Eight Principles of Patient Engagement

Vital Signs: May 2013

Today, physicians not only have to change the way they interpret and use clinical data to improve overall patient care, but they also have to find ways to “engage” patients.

Patient portals, email, and patient education material are only a few of the many tools that are used to engage patients in their health care. Recent studies suggest that patient engagement can lead to better health outcomes, contribute to improvements in quality and patient safety, and help control health care costs. This area is considered so important that in 2008 the National Quality Forum declared patient and family engagement to be one of six national priorities to eradicate disparities, reduce harm, and remove waste from the health care system.

On March 1, the MMS hosted a program, “The Impact of Effective Communication on Patients, Colleagues, and Metrics,” which featured three expert speakers on the topic. Dr. Ronald M. Epstein, Dr. Helen Riess, and Dr. David L. Longworth addressed the key areas of patient engagement, care coordination, physician-to-patient communication, and physician-to-physician communication.

Dr. Longworth, who practices at the Cleveland Clinic, uses a “wellness widget,” an internal tool to create personalized patient assessments of multiple wellness domains with customized intervention and treatment recommendations. This is used as part of the pre-visit planning work flow and is overlaid on EHRs. Wellness domains covered in the widget include tobacco use, nutrition, exercise, sleep hygiene, and depression screening. Another tactic that may be used to improve patient engagement is the “4 Habits Model.” This model was utilized to train thousands of providers in the Kaiser Permanente system and combines evaluative and descriptive elements of physician communication. The Cleveland Clinic adopted it as a component of their patient engagement and patient experience strategies. The four habits are: invest in the beginning; elicit the patient’s perspective; demonstrate empathy; and invest in the end.

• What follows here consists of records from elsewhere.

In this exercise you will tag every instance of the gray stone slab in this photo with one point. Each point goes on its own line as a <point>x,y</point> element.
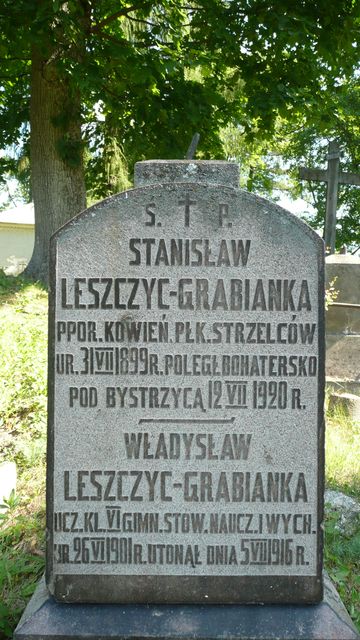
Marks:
<point>194,171</point>
<point>46,619</point>
<point>186,382</point>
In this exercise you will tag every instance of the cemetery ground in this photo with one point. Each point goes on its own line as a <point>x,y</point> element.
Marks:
<point>23,357</point>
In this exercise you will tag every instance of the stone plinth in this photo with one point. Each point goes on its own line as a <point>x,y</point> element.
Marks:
<point>46,619</point>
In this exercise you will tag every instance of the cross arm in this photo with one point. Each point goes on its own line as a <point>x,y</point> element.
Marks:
<point>349,178</point>
<point>320,175</point>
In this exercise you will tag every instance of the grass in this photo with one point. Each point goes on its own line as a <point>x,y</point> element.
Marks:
<point>23,337</point>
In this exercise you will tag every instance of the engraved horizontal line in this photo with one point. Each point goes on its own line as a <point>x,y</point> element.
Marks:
<point>236,406</point>
<point>175,421</point>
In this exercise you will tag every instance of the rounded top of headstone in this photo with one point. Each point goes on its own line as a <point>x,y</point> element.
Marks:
<point>203,171</point>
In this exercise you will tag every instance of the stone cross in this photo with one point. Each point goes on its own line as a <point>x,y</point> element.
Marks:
<point>333,176</point>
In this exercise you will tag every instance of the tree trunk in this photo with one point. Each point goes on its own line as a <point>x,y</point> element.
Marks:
<point>57,173</point>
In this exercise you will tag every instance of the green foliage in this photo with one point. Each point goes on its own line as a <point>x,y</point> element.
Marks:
<point>342,562</point>
<point>23,328</point>
<point>342,453</point>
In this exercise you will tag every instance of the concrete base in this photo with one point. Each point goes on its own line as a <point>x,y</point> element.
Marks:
<point>46,619</point>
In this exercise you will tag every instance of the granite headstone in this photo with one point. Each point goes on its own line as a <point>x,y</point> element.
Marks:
<point>186,381</point>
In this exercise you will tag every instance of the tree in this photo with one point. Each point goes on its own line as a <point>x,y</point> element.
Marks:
<point>158,73</point>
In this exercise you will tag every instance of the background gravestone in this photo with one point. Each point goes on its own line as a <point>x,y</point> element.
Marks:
<point>186,393</point>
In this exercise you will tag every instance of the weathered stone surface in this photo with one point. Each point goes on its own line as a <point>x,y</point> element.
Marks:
<point>46,619</point>
<point>205,171</point>
<point>348,508</point>
<point>343,357</point>
<point>348,403</point>
<point>343,323</point>
<point>186,392</point>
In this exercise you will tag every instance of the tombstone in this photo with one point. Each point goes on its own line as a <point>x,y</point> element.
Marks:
<point>343,323</point>
<point>186,383</point>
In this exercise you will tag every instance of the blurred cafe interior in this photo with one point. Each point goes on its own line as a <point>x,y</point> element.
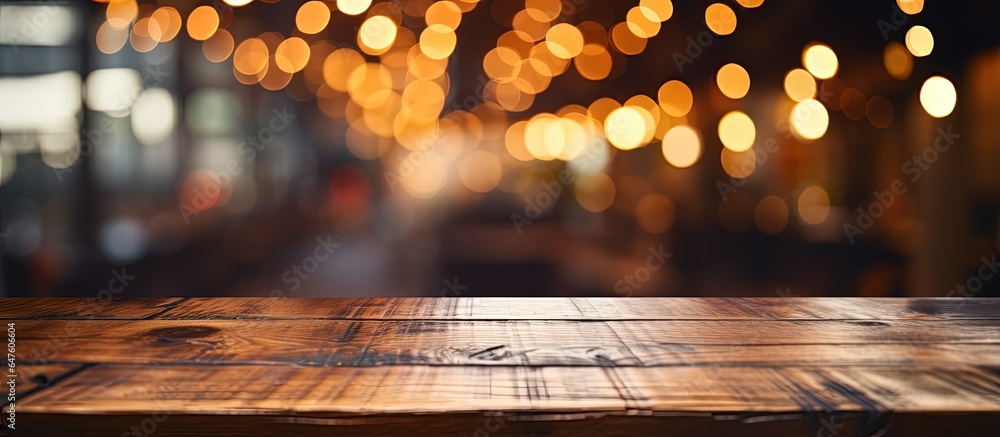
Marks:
<point>499,148</point>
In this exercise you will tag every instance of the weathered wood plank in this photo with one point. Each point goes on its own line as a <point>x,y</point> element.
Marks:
<point>30,378</point>
<point>536,343</point>
<point>83,308</point>
<point>492,424</point>
<point>329,392</point>
<point>586,309</point>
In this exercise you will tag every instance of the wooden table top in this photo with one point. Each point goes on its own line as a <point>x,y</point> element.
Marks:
<point>498,366</point>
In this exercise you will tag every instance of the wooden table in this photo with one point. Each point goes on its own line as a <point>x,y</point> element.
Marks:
<point>489,366</point>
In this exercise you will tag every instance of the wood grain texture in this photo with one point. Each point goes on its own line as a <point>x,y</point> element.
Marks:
<point>485,366</point>
<point>428,400</point>
<point>83,308</point>
<point>586,309</point>
<point>514,343</point>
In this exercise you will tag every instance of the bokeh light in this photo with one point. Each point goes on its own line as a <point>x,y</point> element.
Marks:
<point>733,81</point>
<point>938,96</point>
<point>919,41</point>
<point>820,61</point>
<point>681,146</point>
<point>809,119</point>
<point>737,131</point>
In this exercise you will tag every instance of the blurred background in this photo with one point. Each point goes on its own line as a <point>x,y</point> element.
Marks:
<point>499,148</point>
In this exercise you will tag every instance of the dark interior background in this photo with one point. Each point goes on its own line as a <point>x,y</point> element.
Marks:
<point>115,212</point>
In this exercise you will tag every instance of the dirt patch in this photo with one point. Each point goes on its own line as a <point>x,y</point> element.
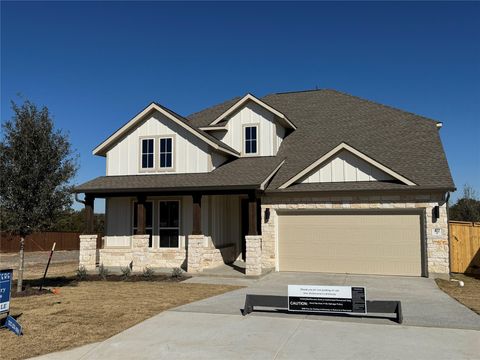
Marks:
<point>28,291</point>
<point>91,311</point>
<point>468,295</point>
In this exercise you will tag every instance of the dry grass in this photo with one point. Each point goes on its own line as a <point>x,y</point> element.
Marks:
<point>469,295</point>
<point>33,271</point>
<point>92,311</point>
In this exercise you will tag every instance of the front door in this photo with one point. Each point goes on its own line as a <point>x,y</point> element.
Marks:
<point>244,216</point>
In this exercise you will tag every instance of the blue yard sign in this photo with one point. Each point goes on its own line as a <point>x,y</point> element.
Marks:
<point>13,325</point>
<point>5,288</point>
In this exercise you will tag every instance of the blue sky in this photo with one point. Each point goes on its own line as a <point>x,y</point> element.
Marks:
<point>97,64</point>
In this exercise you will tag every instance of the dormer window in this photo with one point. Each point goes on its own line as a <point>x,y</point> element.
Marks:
<point>148,157</point>
<point>250,139</point>
<point>166,153</point>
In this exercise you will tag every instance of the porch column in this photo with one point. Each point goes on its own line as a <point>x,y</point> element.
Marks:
<point>252,214</point>
<point>197,214</point>
<point>141,219</point>
<point>253,241</point>
<point>89,217</point>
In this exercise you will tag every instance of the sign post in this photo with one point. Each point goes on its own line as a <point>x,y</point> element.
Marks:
<point>6,277</point>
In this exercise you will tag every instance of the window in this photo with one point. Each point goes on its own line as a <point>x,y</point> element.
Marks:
<point>166,153</point>
<point>250,140</point>
<point>148,220</point>
<point>169,224</point>
<point>147,153</point>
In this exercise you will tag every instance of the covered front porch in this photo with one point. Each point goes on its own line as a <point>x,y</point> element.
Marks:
<point>162,230</point>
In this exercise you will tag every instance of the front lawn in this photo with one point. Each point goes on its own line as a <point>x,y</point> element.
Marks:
<point>469,295</point>
<point>91,311</point>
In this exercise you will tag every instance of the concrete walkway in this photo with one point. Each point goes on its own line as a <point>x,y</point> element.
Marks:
<point>435,327</point>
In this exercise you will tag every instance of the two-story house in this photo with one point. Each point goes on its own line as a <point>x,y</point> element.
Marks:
<point>316,181</point>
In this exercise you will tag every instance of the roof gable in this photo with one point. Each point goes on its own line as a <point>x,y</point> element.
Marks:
<point>102,148</point>
<point>240,103</point>
<point>374,170</point>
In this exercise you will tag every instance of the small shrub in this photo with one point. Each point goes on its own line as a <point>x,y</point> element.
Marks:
<point>177,273</point>
<point>81,272</point>
<point>126,272</point>
<point>103,272</point>
<point>148,273</point>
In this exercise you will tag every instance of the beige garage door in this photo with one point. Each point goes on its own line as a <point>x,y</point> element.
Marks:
<point>360,243</point>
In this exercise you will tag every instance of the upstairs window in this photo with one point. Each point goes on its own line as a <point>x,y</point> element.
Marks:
<point>250,139</point>
<point>148,153</point>
<point>166,153</point>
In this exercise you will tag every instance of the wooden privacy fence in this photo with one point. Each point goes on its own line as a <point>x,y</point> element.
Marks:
<point>464,247</point>
<point>41,241</point>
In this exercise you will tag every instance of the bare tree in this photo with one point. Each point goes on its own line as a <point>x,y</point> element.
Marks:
<point>36,165</point>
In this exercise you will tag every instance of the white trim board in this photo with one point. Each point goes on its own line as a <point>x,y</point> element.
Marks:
<point>102,148</point>
<point>241,102</point>
<point>267,179</point>
<point>344,146</point>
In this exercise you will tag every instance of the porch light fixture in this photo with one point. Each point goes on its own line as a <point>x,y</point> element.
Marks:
<point>436,213</point>
<point>267,215</point>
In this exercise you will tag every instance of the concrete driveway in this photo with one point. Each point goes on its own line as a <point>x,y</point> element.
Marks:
<point>435,326</point>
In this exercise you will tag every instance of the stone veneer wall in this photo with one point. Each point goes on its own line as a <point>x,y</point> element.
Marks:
<point>203,255</point>
<point>143,256</point>
<point>437,245</point>
<point>253,256</point>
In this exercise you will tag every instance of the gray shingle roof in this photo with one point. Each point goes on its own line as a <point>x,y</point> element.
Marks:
<point>404,142</point>
<point>204,133</point>
<point>408,144</point>
<point>239,173</point>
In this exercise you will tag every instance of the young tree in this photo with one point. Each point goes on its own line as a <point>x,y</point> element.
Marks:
<point>466,208</point>
<point>36,165</point>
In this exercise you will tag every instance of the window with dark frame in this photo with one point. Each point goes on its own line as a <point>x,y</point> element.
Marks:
<point>148,220</point>
<point>169,223</point>
<point>166,152</point>
<point>148,156</point>
<point>250,140</point>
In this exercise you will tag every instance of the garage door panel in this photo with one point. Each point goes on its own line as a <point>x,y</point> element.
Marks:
<point>350,243</point>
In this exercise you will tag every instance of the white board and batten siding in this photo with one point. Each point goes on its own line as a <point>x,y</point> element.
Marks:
<point>270,132</point>
<point>191,155</point>
<point>345,167</point>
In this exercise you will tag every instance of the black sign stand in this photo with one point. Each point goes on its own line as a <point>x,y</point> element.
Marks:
<point>281,303</point>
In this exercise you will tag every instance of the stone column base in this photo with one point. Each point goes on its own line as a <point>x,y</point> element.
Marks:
<point>88,252</point>
<point>253,262</point>
<point>139,252</point>
<point>196,247</point>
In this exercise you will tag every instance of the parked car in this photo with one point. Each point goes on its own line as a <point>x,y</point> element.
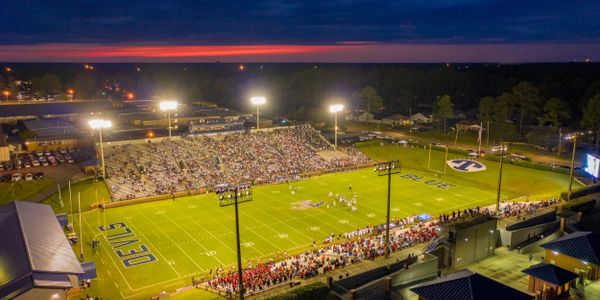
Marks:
<point>497,149</point>
<point>518,156</point>
<point>15,177</point>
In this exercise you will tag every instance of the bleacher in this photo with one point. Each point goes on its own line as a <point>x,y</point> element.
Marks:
<point>157,167</point>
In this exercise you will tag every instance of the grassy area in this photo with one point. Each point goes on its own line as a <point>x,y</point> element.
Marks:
<point>22,190</point>
<point>195,294</point>
<point>188,236</point>
<point>88,190</point>
<point>372,126</point>
<point>517,181</point>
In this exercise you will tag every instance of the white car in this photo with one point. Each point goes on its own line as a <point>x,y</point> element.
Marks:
<point>15,177</point>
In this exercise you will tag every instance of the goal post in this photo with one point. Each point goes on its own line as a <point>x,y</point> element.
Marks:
<point>445,159</point>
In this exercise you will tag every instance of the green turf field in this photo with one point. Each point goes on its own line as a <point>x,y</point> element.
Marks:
<point>189,236</point>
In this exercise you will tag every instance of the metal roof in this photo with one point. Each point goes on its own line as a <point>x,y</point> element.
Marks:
<point>551,273</point>
<point>53,127</point>
<point>34,251</point>
<point>583,245</point>
<point>467,285</point>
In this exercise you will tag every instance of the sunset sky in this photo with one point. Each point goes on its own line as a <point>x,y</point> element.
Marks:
<point>300,31</point>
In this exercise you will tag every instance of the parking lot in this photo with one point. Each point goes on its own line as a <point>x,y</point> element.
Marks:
<point>34,165</point>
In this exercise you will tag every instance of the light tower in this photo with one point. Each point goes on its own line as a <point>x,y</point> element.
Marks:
<point>258,101</point>
<point>100,124</point>
<point>168,106</point>
<point>335,109</point>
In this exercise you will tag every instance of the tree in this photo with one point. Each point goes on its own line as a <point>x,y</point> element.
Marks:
<point>486,109</point>
<point>443,108</point>
<point>527,99</point>
<point>50,85</point>
<point>555,110</point>
<point>503,107</point>
<point>85,86</point>
<point>370,100</point>
<point>591,117</point>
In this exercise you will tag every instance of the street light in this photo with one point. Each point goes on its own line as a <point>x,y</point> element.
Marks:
<point>100,124</point>
<point>168,106</point>
<point>258,101</point>
<point>335,109</point>
<point>387,169</point>
<point>71,93</point>
<point>574,138</point>
<point>232,195</point>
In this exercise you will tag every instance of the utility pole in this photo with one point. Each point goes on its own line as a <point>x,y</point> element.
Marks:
<point>233,195</point>
<point>572,166</point>
<point>500,179</point>
<point>80,228</point>
<point>387,169</point>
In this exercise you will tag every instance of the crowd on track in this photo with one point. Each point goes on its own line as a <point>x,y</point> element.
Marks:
<point>508,209</point>
<point>368,244</point>
<point>352,247</point>
<point>188,164</point>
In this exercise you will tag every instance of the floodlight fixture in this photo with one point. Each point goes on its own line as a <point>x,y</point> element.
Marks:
<point>168,105</point>
<point>100,123</point>
<point>336,108</point>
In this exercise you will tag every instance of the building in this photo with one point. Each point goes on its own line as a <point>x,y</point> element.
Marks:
<point>578,252</point>
<point>51,134</point>
<point>420,118</point>
<point>4,147</point>
<point>42,264</point>
<point>464,125</point>
<point>550,281</point>
<point>396,120</point>
<point>211,125</point>
<point>467,285</point>
<point>466,241</point>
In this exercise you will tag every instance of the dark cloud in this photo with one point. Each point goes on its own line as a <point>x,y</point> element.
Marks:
<point>298,22</point>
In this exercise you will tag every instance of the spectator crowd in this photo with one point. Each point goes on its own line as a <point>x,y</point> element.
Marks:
<point>353,247</point>
<point>191,163</point>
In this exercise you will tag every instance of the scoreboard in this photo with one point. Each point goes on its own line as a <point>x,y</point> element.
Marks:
<point>592,165</point>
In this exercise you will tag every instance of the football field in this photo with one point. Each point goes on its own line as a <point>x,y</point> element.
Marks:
<point>155,246</point>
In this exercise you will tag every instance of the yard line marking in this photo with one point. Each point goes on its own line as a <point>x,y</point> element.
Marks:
<point>251,230</point>
<point>194,239</point>
<point>172,241</point>
<point>151,244</point>
<point>108,253</point>
<point>209,231</point>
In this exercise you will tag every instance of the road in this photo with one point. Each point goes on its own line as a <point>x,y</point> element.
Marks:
<point>537,156</point>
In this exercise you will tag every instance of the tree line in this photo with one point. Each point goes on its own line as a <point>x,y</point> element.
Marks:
<point>546,94</point>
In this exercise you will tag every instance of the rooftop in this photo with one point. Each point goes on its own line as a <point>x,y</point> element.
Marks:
<point>45,128</point>
<point>583,245</point>
<point>38,254</point>
<point>551,273</point>
<point>467,285</point>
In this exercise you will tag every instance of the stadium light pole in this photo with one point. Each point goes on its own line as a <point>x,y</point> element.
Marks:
<point>500,179</point>
<point>335,109</point>
<point>168,106</point>
<point>572,166</point>
<point>258,101</point>
<point>233,195</point>
<point>387,169</point>
<point>100,124</point>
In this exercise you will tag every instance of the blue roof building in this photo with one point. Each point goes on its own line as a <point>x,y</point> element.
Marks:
<point>36,260</point>
<point>467,285</point>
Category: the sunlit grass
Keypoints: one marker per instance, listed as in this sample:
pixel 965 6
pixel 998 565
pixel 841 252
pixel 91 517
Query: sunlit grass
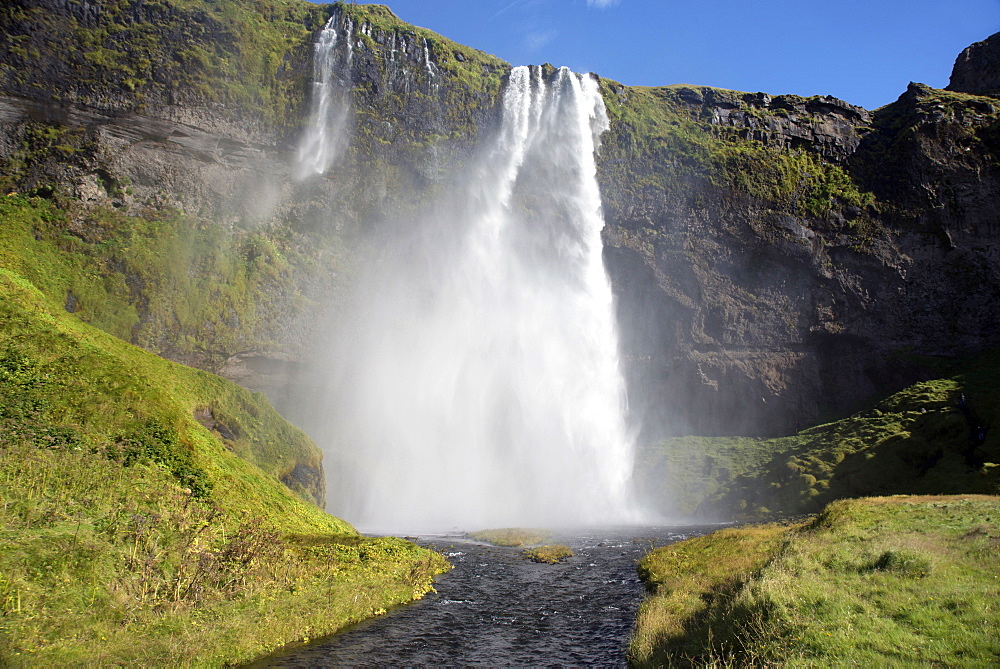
pixel 132 534
pixel 511 536
pixel 549 554
pixel 900 581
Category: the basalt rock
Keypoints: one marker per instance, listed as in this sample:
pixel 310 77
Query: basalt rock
pixel 977 68
pixel 777 259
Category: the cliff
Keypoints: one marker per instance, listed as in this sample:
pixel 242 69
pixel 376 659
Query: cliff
pixel 777 260
pixel 781 260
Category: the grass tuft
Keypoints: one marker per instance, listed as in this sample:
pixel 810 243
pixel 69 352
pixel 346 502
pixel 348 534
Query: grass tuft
pixel 549 554
pixel 511 536
pixel 890 581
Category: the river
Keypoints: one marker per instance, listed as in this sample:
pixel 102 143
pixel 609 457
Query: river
pixel 496 608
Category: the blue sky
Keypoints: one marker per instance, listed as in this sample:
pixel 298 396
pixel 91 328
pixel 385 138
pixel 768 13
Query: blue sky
pixel 863 51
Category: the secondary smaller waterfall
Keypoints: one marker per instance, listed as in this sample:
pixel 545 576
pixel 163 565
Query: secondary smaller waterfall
pixel 325 133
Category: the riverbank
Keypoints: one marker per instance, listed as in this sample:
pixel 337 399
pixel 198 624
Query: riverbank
pixel 869 582
pixel 143 514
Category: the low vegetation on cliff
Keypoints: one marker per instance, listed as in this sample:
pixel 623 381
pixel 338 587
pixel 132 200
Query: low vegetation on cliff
pixel 870 582
pixel 934 437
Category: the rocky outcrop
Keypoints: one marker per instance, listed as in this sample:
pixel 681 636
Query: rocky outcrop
pixel 977 68
pixel 777 259
pixel 744 313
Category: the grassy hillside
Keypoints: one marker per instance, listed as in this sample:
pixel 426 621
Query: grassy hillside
pixel 193 285
pixel 133 533
pixel 917 441
pixel 898 581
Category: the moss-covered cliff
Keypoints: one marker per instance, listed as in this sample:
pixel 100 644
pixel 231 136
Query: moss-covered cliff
pixel 773 256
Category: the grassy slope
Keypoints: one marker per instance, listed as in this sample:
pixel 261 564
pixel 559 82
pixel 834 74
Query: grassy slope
pixel 160 255
pixel 916 441
pixel 900 581
pixel 124 518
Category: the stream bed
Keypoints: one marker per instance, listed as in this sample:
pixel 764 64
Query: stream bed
pixel 497 608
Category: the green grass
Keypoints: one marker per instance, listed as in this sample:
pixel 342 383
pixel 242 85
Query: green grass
pixel 134 534
pixel 549 554
pixel 511 536
pixel 171 283
pixel 916 441
pixel 684 579
pixel 671 148
pixel 897 581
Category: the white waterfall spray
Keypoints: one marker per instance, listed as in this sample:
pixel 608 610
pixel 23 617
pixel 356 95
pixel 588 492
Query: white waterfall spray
pixel 478 383
pixel 325 131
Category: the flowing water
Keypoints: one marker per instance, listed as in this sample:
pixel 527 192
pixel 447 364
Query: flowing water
pixel 497 609
pixel 326 130
pixel 475 381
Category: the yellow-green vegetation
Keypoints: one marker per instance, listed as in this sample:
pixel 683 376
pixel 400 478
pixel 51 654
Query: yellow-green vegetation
pixel 511 536
pixel 165 281
pixel 132 533
pixel 969 123
pixel 134 54
pixel 549 554
pixel 674 144
pixel 685 578
pixel 916 441
pixel 894 581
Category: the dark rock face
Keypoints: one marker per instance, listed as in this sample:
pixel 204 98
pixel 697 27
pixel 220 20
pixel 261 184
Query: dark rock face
pixel 743 316
pixel 776 259
pixel 977 69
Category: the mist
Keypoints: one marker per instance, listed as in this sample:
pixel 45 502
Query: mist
pixel 473 379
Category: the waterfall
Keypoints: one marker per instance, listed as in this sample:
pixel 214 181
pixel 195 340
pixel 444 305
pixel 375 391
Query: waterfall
pixel 321 141
pixel 477 383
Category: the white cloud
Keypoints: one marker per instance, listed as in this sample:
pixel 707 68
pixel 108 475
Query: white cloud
pixel 535 40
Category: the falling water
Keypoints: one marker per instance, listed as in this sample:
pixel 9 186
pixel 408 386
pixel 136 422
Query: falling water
pixel 476 383
pixel 325 131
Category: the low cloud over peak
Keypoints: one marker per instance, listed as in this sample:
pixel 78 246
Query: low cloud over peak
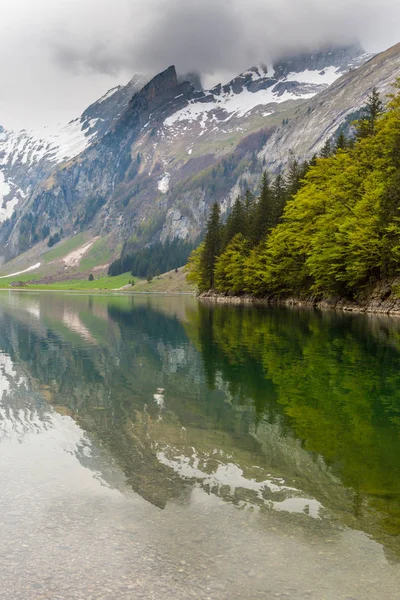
pixel 67 50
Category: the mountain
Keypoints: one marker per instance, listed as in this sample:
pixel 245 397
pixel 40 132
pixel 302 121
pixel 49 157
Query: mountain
pixel 27 157
pixel 153 160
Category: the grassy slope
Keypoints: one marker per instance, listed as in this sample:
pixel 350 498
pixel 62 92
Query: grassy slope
pixel 168 283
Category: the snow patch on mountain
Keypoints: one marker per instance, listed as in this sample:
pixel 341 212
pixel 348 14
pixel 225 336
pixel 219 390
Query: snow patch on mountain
pixel 32 268
pixel 163 184
pixel 6 206
pixel 325 77
pixel 233 104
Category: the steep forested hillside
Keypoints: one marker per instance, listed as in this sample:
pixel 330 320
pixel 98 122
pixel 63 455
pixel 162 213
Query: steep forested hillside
pixel 339 230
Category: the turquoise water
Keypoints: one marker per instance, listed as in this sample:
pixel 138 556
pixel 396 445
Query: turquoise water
pixel 155 447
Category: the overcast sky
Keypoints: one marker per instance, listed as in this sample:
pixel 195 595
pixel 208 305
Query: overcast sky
pixel 57 56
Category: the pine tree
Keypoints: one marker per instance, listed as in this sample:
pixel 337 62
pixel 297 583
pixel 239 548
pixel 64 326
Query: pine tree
pixel 264 212
pixel 341 142
pixel 236 221
pixel 279 195
pixel 212 248
pixel 372 111
pixel 249 214
pixel 326 150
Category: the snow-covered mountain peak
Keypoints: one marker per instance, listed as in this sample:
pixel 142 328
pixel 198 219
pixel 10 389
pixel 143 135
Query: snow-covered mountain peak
pixel 262 87
pixel 27 156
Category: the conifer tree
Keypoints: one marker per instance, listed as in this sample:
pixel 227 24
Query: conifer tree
pixel 326 150
pixel 264 212
pixel 236 221
pixel 341 142
pixel 212 248
pixel 372 111
pixel 249 214
pixel 279 195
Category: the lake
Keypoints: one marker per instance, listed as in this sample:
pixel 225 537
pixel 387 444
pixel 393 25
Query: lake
pixel 164 448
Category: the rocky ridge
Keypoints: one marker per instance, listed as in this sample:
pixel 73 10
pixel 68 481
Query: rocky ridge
pixel 158 159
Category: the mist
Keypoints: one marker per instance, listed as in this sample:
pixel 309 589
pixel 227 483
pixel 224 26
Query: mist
pixel 56 57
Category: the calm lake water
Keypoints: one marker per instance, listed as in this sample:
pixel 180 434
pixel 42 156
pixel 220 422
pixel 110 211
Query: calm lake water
pixel 165 449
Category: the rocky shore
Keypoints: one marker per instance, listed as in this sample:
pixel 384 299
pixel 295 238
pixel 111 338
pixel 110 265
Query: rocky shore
pixel 383 298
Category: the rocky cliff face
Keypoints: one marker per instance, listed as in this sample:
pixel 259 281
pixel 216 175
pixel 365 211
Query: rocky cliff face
pixel 154 160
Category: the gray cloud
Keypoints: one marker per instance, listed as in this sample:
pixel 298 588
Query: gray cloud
pixel 211 36
pixel 68 52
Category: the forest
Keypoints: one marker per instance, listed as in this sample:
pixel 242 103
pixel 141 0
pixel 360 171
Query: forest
pixel 330 226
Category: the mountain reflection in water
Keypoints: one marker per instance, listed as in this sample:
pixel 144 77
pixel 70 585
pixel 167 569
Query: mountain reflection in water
pixel 279 414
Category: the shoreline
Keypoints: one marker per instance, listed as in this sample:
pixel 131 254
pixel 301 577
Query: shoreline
pixel 379 302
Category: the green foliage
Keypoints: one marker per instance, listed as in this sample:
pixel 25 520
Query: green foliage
pixel 373 109
pixel 147 261
pixel 340 229
pixel 54 239
pixel 229 266
pixel 213 244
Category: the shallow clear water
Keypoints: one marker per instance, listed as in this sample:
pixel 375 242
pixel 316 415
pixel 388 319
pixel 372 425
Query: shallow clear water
pixel 160 448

Dr. Epstein, professor of family medicine, psychiatry, oncology, and nursing at the University of Rochester Medical Center, talked about the importance of doctor-to-doctor communication. He stressed that poor communication may lead to errors and lapses in care. Furthermore, he explained that while EHRs should ideally facilitate the communication process, they often have the opposite effect. Dr. Epstein stressed that today’s challenges in communication are ever growing due to an increasing geographic isolation of clinicians, poorly defined roles and responsibilities, multiple communication media options that exist, and lack of reimbursement for communication. In order to address the many challenges that exist in today’s environment, Dr. Epstein suggested using the following eight principles in practice:

  1. Put patients first:Do the right thing and keep them informed.
  2. Know your colleague(s):Create respectful working partnerships.
  3. Consider the medium:Use face-to-face, page, or phone for sensitive or urgent issues.
  4. Say the important things first:Have specific reasons and goals for consultation and use clear, succinct recommendations.
  5. Be transparent — let them know what you’re thinking:Judgment, values, uncertainties, and “intangibles.”
  6. Actively consider other view- points.
  7. Don’t be afraid to disagree (respectfully).
  8. Be explicit about follow-up plans and roles.